Debra She Who Seeks said...

We enjoyed this movie.

Su-sieee! Mac said...

You have me interested in seeing the movie, Adam. Thanks. We're running out of films to put on our Netflix queue.

Martha said...

We liked this movie when we watched it. I'm a fan of Tom Hanks.

Huggybear said...

There is an excellent documentary on the above events.
I think it was BBC or BBC/European - it really portrayed all this
out in fine detail - no Hollywood hype or perversion of the truth!

Susan Kane said...

Tom Hanks provides any movie with depth. I enjoyed this movie.

Tom Hardy was in the Revenant?
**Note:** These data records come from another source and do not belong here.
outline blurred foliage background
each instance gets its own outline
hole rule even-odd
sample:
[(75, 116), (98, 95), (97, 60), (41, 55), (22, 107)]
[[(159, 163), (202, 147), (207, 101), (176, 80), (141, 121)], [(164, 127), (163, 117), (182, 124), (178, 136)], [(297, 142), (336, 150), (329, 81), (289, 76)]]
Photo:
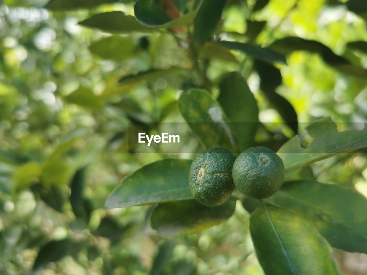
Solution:
[[(201, 146), (189, 131), (181, 133), (191, 138), (177, 154), (137, 146), (129, 151), (127, 131), (130, 122), (151, 133), (161, 122), (183, 122), (177, 99), (203, 83), (186, 70), (192, 61), (169, 32), (111, 36), (78, 24), (102, 12), (134, 15), (132, 1), (102, 2), (65, 11), (43, 8), (44, 0), (0, 1), (0, 274), (262, 274), (240, 203), (225, 224), (168, 240), (150, 228), (150, 206), (105, 208), (121, 180), (142, 165), (195, 157), (185, 153)], [(174, 1), (182, 11), (197, 2)], [(315, 40), (367, 69), (366, 13), (336, 0), (268, 2), (228, 1), (216, 35), (264, 46), (290, 36)], [(251, 32), (255, 26), (261, 26), (258, 34)], [(239, 70), (258, 99), (265, 132), (283, 141), (294, 135), (261, 90), (251, 60), (238, 52), (217, 54), (208, 59), (208, 81)], [(294, 107), (301, 134), (307, 123), (328, 115), (339, 130), (363, 128), (365, 74), (337, 69), (309, 51), (293, 51), (287, 62), (277, 65), (283, 77), (277, 92)], [(116, 85), (124, 76), (172, 66), (185, 70)], [(266, 142), (259, 132), (256, 142)], [(363, 152), (291, 177), (354, 186), (367, 196)], [(367, 274), (364, 255), (336, 253), (344, 274)]]

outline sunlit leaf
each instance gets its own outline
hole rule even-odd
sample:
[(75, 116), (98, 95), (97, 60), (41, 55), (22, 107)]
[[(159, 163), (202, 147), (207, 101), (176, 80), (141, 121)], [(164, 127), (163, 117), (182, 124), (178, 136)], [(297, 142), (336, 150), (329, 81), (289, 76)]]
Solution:
[(116, 2), (117, 0), (51, 0), (45, 8), (51, 10), (70, 10), (94, 8), (104, 4)]
[(169, 74), (178, 73), (184, 72), (185, 69), (177, 67), (171, 67), (163, 70), (152, 69), (142, 72), (136, 74), (126, 76), (120, 78), (119, 83), (124, 85), (131, 85), (138, 83), (142, 81), (157, 79), (164, 77)]
[(150, 224), (164, 237), (195, 234), (226, 220), (235, 211), (236, 201), (230, 198), (211, 207), (193, 199), (160, 203), (153, 210)]
[(330, 245), (307, 220), (263, 203), (251, 214), (250, 223), (265, 274), (339, 274)]
[(218, 100), (227, 115), (242, 151), (253, 142), (257, 128), (257, 102), (246, 80), (237, 72), (230, 73), (219, 84)]
[(126, 15), (122, 11), (96, 14), (79, 23), (111, 33), (146, 33), (154, 31), (153, 29), (141, 25), (134, 16)]
[(193, 89), (178, 100), (181, 114), (203, 146), (219, 146), (235, 151), (237, 141), (228, 119), (218, 103), (207, 92)]
[(192, 162), (165, 158), (143, 166), (123, 180), (106, 206), (126, 207), (191, 199), (189, 172)]
[(192, 40), (199, 45), (210, 40), (221, 20), (225, 0), (203, 0), (194, 21)]
[(339, 132), (329, 117), (316, 121), (305, 129), (312, 139), (306, 148), (300, 146), (295, 136), (278, 151), (286, 172), (337, 154), (367, 147), (367, 127), (360, 131)]
[(155, 2), (150, 0), (139, 0), (134, 6), (134, 11), (135, 18), (141, 23), (157, 29), (169, 29), (189, 25), (196, 15), (196, 11), (193, 11), (172, 20)]
[(317, 53), (326, 63), (342, 73), (363, 78), (367, 77), (367, 70), (351, 63), (344, 57), (335, 54), (328, 47), (317, 41), (300, 37), (287, 37), (276, 41), (269, 48), (284, 55), (295, 51)]
[(103, 59), (122, 61), (133, 55), (136, 45), (131, 38), (112, 35), (94, 42), (89, 46), (92, 53)]
[(276, 205), (308, 220), (333, 246), (367, 254), (367, 199), (355, 191), (314, 180), (297, 180), (284, 183), (271, 198)]
[(281, 54), (272, 50), (247, 43), (240, 43), (234, 41), (218, 41), (215, 44), (229, 50), (239, 51), (255, 59), (268, 62), (287, 63), (286, 58)]
[(100, 108), (103, 104), (103, 101), (86, 87), (80, 87), (66, 96), (65, 100), (70, 103), (92, 109)]
[(159, 246), (158, 252), (154, 258), (150, 275), (162, 274), (164, 267), (172, 257), (172, 252), (176, 246), (176, 242), (172, 240), (167, 240)]

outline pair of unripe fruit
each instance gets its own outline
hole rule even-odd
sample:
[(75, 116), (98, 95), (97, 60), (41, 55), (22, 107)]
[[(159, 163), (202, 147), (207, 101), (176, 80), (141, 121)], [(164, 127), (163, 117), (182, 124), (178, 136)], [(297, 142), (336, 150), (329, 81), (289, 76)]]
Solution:
[(284, 166), (274, 151), (252, 147), (237, 158), (224, 148), (214, 147), (199, 154), (191, 165), (190, 190), (194, 198), (207, 206), (222, 203), (235, 187), (256, 199), (270, 197), (284, 180)]

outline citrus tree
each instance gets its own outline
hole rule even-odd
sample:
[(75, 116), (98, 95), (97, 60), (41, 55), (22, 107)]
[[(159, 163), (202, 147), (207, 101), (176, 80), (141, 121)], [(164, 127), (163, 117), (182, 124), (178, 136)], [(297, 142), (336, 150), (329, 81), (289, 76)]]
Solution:
[[(135, 18), (112, 12), (94, 15), (81, 24), (112, 33), (167, 31), (171, 34), (192, 60), (192, 67), (152, 68), (124, 77), (120, 83), (132, 85), (183, 71), (197, 74), (203, 89), (186, 89), (178, 104), (182, 116), (204, 147), (221, 146), (240, 151), (252, 144), (258, 127), (258, 107), (244, 77), (245, 69), (224, 75), (217, 86), (207, 75), (207, 64), (211, 58), (233, 59), (230, 50), (246, 55), (248, 58), (243, 61), (243, 66), (258, 72), (264, 95), (296, 133), (295, 112), (275, 91), (281, 83), (281, 76), (275, 64), (286, 63), (285, 55), (300, 50), (316, 52), (327, 64), (344, 73), (367, 76), (367, 71), (353, 64), (346, 55), (337, 55), (315, 41), (295, 37), (275, 40), (270, 37), (262, 45), (257, 44), (255, 38), (264, 27), (261, 22), (248, 21), (247, 30), (243, 36), (221, 36), (222, 11), (226, 4), (238, 4), (236, 1), (182, 2), (178, 6), (170, 0), (139, 0), (134, 6)], [(266, 2), (258, 1), (251, 12), (256, 12)], [(353, 10), (357, 2), (349, 1), (347, 6)], [(219, 95), (215, 100), (212, 95), (217, 88)], [(219, 113), (220, 121), (211, 115), (213, 108)], [(303, 179), (286, 181), (278, 190), (284, 171), (289, 175), (335, 154), (367, 147), (367, 131), (365, 129), (339, 132), (330, 117), (310, 124), (306, 130), (312, 140), (306, 148), (301, 147), (295, 136), (279, 149), (282, 163), (277, 162), (276, 158), (268, 159), (267, 164), (269, 161), (274, 165), (263, 167), (258, 163), (258, 155), (258, 155), (262, 151), (247, 150), (243, 154), (254, 154), (254, 158), (239, 160), (241, 154), (236, 160), (239, 164), (233, 168), (235, 183), (238, 182), (236, 186), (250, 197), (242, 199), (243, 202), (252, 213), (251, 236), (267, 274), (337, 274), (331, 257), (331, 245), (350, 252), (367, 253), (364, 229), (367, 220), (361, 213), (367, 207), (367, 201), (361, 196), (340, 186)], [(208, 156), (199, 155), (192, 165), (191, 161), (168, 158), (143, 166), (123, 180), (107, 206), (158, 203), (152, 213), (151, 224), (158, 234), (168, 237), (197, 233), (224, 222), (233, 213), (236, 205), (235, 196), (229, 199), (234, 188), (232, 166), (235, 157), (229, 151), (219, 150), (218, 153), (218, 150), (204, 151)], [(269, 157), (280, 160), (275, 155)], [(221, 166), (222, 161), (226, 162), (227, 166)], [(193, 195), (205, 206), (193, 199)], [(250, 203), (248, 201), (252, 201), (251, 197), (267, 198)]]
[[(367, 254), (367, 201), (339, 169), (365, 159), (367, 128), (346, 131), (330, 116), (367, 117), (360, 96), (355, 109), (344, 104), (366, 87), (363, 0), (281, 8), (267, 0), (52, 0), (29, 17), (17, 9), (30, 2), (8, 2), (0, 10), (0, 271), (41, 272), (69, 256), (91, 274), (92, 262), (103, 274), (195, 274), (186, 260), (165, 270), (171, 239), (224, 228), (242, 207), (249, 221), (240, 230), (249, 227), (266, 274), (338, 274), (332, 247)], [(331, 26), (308, 35), (324, 23), (308, 12), (323, 9)], [(328, 9), (348, 15), (343, 39)], [(290, 20), (299, 27), (287, 29)], [(294, 59), (307, 65), (290, 66)], [(285, 86), (299, 92), (286, 96)], [(314, 90), (323, 111), (306, 116)], [(187, 141), (174, 152), (131, 138), (167, 122), (180, 122)], [(109, 209), (121, 208), (127, 222)], [(148, 268), (121, 247), (137, 250), (138, 232), (152, 229), (156, 244), (157, 235), (168, 239)], [(36, 252), (18, 255), (24, 251)]]

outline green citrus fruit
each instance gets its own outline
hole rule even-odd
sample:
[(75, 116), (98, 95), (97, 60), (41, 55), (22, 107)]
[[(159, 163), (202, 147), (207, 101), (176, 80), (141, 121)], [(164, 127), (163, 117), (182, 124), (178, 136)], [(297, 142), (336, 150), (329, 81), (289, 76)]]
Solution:
[(283, 162), (274, 151), (252, 147), (238, 156), (233, 165), (233, 180), (241, 193), (256, 199), (269, 197), (284, 180)]
[(214, 147), (192, 162), (189, 182), (194, 198), (202, 204), (214, 206), (230, 197), (235, 188), (232, 166), (236, 156), (226, 149)]

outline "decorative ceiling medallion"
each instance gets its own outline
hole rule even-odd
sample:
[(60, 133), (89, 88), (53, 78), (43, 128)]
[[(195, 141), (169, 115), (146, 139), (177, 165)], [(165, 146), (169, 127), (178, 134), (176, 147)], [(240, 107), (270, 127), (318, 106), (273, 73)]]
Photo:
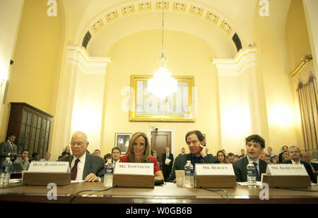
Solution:
[[(169, 10), (169, 1), (164, 1), (164, 9)], [(163, 10), (163, 1), (156, 1), (155, 2), (155, 8), (157, 10)]]
[(211, 13), (210, 11), (208, 11), (208, 13), (206, 13), (206, 18), (214, 23), (217, 23), (218, 20), (218, 17), (213, 13)]
[(118, 12), (117, 12), (117, 10), (114, 10), (114, 11), (107, 13), (107, 14), (105, 16), (105, 18), (106, 18), (106, 20), (107, 20), (108, 23), (110, 23), (110, 22), (116, 19), (116, 18), (118, 18), (119, 16), (118, 16)]
[(203, 9), (199, 7), (191, 6), (190, 13), (195, 14), (198, 16), (201, 16), (203, 13)]
[(231, 33), (232, 28), (228, 25), (228, 23), (225, 22), (225, 20), (223, 20), (222, 22), (222, 24), (221, 24), (220, 27), (228, 35), (230, 35), (230, 33)]
[(187, 4), (183, 3), (173, 3), (173, 10), (178, 11), (185, 11)]
[(133, 13), (135, 12), (135, 7), (132, 4), (131, 6), (122, 8), (122, 15), (124, 16), (129, 13)]
[(102, 23), (102, 19), (100, 19), (100, 20), (98, 20), (93, 25), (92, 25), (92, 29), (94, 33), (98, 32), (101, 28), (102, 28), (103, 25), (104, 24)]
[(151, 2), (139, 3), (139, 11), (151, 11)]

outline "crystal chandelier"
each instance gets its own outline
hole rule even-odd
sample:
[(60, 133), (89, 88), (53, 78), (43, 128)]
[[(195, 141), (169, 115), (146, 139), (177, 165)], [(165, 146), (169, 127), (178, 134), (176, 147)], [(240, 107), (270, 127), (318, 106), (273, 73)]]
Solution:
[(171, 77), (171, 73), (168, 72), (166, 68), (167, 62), (168, 60), (165, 56), (165, 49), (163, 47), (163, 10), (165, 5), (163, 3), (161, 5), (163, 8), (163, 20), (162, 20), (162, 45), (160, 53), (161, 56), (158, 60), (159, 69), (155, 73), (153, 77), (148, 80), (148, 90), (159, 97), (164, 99), (174, 92), (177, 92), (177, 80)]

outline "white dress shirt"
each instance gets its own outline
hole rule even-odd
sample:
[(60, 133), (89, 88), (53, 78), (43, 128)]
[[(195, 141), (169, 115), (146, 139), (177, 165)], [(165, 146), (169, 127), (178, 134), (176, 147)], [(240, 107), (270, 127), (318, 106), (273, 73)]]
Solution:
[[(75, 161), (76, 160), (76, 157), (74, 156), (73, 158), (72, 162), (71, 163), (71, 169), (73, 169), (73, 166), (75, 164)], [(79, 158), (79, 162), (77, 163), (77, 174), (76, 178), (75, 180), (80, 181), (83, 180), (83, 174), (84, 172), (84, 166), (85, 166), (85, 160), (86, 159), (86, 152), (84, 152), (82, 157)]]

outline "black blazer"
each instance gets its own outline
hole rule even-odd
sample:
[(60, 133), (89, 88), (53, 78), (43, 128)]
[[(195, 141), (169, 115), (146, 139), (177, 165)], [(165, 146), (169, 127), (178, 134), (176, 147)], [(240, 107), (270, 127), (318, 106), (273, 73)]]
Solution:
[[(283, 162), (282, 164), (292, 164), (292, 163), (293, 162), (291, 162), (291, 159), (289, 159), (285, 162)], [(306, 163), (302, 160), (300, 161), (300, 164), (304, 164), (305, 168), (306, 169), (307, 173), (310, 176), (310, 180), (313, 183), (317, 183), (317, 177), (314, 176), (314, 173), (312, 172), (312, 166), (310, 166), (310, 164), (308, 163)]]
[[(58, 162), (69, 162), (69, 167), (72, 162), (74, 155), (66, 156), (58, 160)], [(83, 180), (90, 173), (93, 173), (97, 176), (104, 181), (104, 169), (105, 160), (103, 158), (86, 153), (86, 159), (85, 160), (85, 166), (83, 170)]]
[(167, 159), (167, 152), (163, 154), (163, 167), (164, 168), (170, 168), (172, 167), (172, 163), (173, 163), (173, 155), (170, 152), (169, 152), (169, 159), (171, 159), (170, 163), (170, 165), (167, 166), (165, 164), (165, 159)]
[[(236, 181), (246, 182), (247, 181), (247, 172), (246, 167), (249, 164), (247, 156), (234, 162), (233, 169), (236, 176)], [(267, 163), (261, 159), (259, 159), (259, 181), (261, 181), (261, 174), (266, 174), (267, 168)]]

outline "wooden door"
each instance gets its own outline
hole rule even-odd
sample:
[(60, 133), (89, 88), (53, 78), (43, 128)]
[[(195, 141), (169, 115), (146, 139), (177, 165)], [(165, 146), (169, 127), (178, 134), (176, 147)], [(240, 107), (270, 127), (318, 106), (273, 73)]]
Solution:
[(171, 152), (171, 132), (151, 132), (151, 150), (157, 152), (158, 161), (163, 162), (163, 154), (165, 147), (169, 147)]

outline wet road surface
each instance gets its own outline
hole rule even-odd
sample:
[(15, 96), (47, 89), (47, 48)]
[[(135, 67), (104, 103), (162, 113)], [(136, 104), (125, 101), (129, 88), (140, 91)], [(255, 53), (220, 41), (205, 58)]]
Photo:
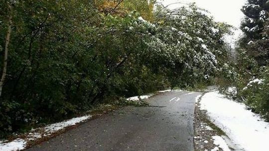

Will have to look that one up.

I enjoy your blog, will have to stop by.

Fundy Blue said...

This is one movie I'd like to see. I saw a hilarious clip based on it on tv. Tom Hanks and perhaps James Corden acted out several short scripts submitted by elementary children who were only given the title "Bridge of Spies." It was fascinating to see how their little minds worked when they knew nothing about what the real "Bridge of Spies" was. Tonight is Friday night, and I'm making myself go down and find a movie on our cable. Whether you realize it or not, you are always prodding me to make the time to watch movies. They tend to get away from me.